Larry Brown

No. 79, 87
- Positions: Tight end, tackle

Personal information
- Born: June 16, 1949 (age 77) Jacksonville, Florida, U.S.
- Listed height: 6 ft 4 in (1.93 m)
- Listed weight: 246 lb (112 kg)

Career information
- High school: Bradford (Starke, Florida)
- College: Kansas
- NFL draft: 1971: 5th round, 106th overall pick

Career history
- Pittsburgh Steelers (1971–1984);

Awards and highlights
- 4× Super Bowl champion (IX, X, XIII, XIV); Pro Bowl (1982); Pittsburgh Steelers All-Time Team; Pittsburgh Steelers Hall of Honor;

Career NFL statistics
- Games played: 167
- Receptions: 48
- Receiving yards: 636
- Receiving touchdowns: 5
- Stats at Pro Football Reference

= Larry Brown (tight end, born 1949) =

American football player (born 1949)

Lawrence Brown (born June 16, 1949) is an American former professional football player who was a tight end and offensive tackle with the Pittsburgh Steelers of the National Football League (NFL).
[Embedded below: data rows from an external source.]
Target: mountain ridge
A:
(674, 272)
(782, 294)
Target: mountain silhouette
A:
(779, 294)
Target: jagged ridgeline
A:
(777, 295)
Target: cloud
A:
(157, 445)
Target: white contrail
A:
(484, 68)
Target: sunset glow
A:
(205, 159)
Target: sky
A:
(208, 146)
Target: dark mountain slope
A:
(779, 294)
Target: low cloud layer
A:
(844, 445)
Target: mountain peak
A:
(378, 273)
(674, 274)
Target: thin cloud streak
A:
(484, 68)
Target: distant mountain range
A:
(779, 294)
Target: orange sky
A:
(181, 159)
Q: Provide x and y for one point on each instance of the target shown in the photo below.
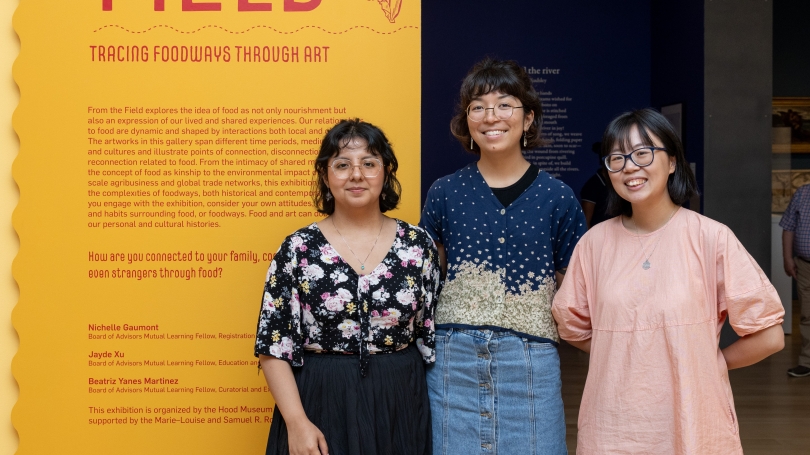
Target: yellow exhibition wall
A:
(9, 47)
(165, 150)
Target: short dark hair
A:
(504, 76)
(338, 137)
(681, 184)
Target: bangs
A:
(619, 134)
(492, 80)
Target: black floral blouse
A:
(314, 300)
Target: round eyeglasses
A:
(502, 111)
(369, 167)
(641, 157)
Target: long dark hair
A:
(504, 76)
(338, 137)
(681, 184)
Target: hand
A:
(790, 267)
(304, 438)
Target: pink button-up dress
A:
(657, 381)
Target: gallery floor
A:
(773, 409)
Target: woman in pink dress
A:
(647, 293)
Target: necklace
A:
(363, 262)
(646, 265)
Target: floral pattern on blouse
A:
(314, 300)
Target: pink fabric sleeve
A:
(570, 307)
(744, 293)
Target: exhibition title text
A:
(242, 5)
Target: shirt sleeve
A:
(431, 286)
(744, 293)
(278, 332)
(790, 218)
(570, 227)
(570, 308)
(590, 191)
(433, 212)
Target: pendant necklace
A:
(363, 262)
(646, 265)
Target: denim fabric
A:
(492, 392)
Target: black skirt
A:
(385, 413)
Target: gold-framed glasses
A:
(503, 111)
(343, 168)
(641, 157)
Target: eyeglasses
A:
(369, 167)
(503, 111)
(641, 157)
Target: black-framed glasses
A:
(369, 167)
(503, 111)
(641, 157)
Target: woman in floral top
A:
(340, 291)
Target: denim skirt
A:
(493, 392)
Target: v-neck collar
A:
(359, 275)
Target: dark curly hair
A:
(504, 76)
(681, 184)
(338, 137)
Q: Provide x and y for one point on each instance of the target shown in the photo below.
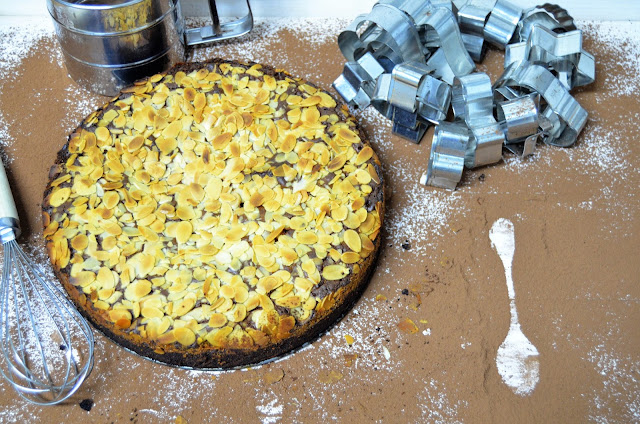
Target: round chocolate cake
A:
(215, 216)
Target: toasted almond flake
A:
(221, 141)
(184, 336)
(227, 292)
(335, 272)
(184, 230)
(217, 320)
(350, 257)
(352, 239)
(306, 237)
(151, 312)
(340, 213)
(137, 290)
(336, 163)
(80, 242)
(59, 196)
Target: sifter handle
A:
(9, 222)
(218, 31)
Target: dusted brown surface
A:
(575, 268)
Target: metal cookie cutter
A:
(562, 53)
(440, 29)
(446, 160)
(388, 27)
(502, 23)
(518, 118)
(493, 21)
(472, 101)
(472, 18)
(414, 98)
(550, 16)
(563, 111)
(357, 82)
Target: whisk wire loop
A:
(39, 330)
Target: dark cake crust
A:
(335, 297)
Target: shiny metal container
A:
(109, 44)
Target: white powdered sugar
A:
(517, 358)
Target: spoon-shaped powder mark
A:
(517, 360)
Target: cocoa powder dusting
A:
(421, 344)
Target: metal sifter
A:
(47, 346)
(109, 44)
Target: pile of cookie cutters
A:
(413, 60)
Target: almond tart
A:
(215, 216)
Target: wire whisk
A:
(47, 346)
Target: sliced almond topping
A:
(306, 237)
(352, 239)
(217, 320)
(336, 163)
(184, 336)
(350, 257)
(137, 290)
(184, 230)
(59, 196)
(335, 272)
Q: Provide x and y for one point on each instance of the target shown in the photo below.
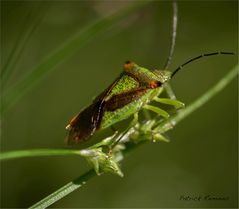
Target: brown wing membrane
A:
(83, 125)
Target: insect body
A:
(131, 91)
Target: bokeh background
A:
(201, 158)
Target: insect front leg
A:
(176, 103)
(131, 125)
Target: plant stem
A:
(65, 190)
(70, 187)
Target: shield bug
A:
(132, 91)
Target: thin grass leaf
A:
(21, 42)
(37, 153)
(12, 96)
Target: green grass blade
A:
(21, 42)
(37, 153)
(157, 110)
(65, 190)
(11, 97)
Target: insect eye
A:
(154, 84)
(128, 65)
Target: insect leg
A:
(157, 110)
(132, 124)
(168, 101)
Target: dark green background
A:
(201, 158)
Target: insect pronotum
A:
(132, 91)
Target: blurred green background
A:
(201, 158)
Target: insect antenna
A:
(173, 35)
(198, 57)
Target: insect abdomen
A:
(111, 117)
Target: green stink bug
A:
(127, 95)
(133, 90)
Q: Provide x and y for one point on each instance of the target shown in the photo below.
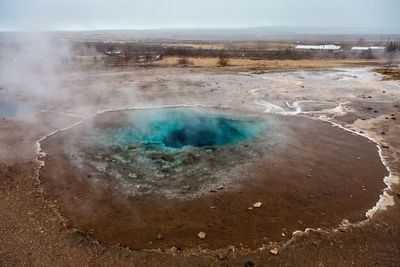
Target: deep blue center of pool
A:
(179, 127)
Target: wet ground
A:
(337, 176)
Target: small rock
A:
(132, 175)
(134, 146)
(201, 235)
(148, 186)
(222, 255)
(249, 264)
(257, 204)
(165, 157)
(274, 251)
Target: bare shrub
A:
(223, 60)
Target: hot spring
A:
(126, 176)
(174, 151)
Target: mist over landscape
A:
(199, 133)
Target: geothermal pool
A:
(126, 176)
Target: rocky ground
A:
(34, 232)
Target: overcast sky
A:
(375, 15)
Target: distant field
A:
(268, 64)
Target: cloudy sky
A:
(374, 15)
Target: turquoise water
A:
(178, 127)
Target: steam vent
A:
(126, 176)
He played college football for the Kansas Jayhawks, and played on the 1968 Orange Bowl squad with future Pro Football Hall of Fame running back John Riggins and pro quarterback Bobby Douglass.
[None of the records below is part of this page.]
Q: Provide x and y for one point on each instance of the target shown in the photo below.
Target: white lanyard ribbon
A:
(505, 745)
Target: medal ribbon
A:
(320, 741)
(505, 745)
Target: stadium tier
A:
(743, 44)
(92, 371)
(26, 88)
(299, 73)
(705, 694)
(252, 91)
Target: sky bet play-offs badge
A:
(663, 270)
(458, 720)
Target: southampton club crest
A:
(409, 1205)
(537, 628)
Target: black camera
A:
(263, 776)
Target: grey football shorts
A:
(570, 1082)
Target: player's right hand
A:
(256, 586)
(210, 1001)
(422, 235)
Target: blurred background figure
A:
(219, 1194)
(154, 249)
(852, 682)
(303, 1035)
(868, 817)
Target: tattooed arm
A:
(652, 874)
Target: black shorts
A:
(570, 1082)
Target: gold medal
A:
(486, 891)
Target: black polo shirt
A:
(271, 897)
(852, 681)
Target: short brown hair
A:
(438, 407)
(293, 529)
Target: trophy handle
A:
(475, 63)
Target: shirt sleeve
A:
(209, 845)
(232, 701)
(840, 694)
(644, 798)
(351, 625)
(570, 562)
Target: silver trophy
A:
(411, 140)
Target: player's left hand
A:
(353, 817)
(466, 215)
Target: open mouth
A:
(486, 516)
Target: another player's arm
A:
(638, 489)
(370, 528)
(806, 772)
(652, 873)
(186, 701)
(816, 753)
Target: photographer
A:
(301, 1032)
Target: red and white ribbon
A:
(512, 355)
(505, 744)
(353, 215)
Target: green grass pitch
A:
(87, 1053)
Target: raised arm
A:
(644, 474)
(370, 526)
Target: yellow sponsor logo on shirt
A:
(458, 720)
Brown played as a tight end from 1971 to 1976, and as a tackle from 1977 to 1984. During that time, he was one of 22 players to play in all of the first four of the Steelers Super Bowl victories (Super Bowl IX, Super Bowl X, Super Bowl XIII, and Super Bowl XIV). Brown scored a touchdown late in the fourth quarter of Super Bowl IX against the Minnesota Vikings.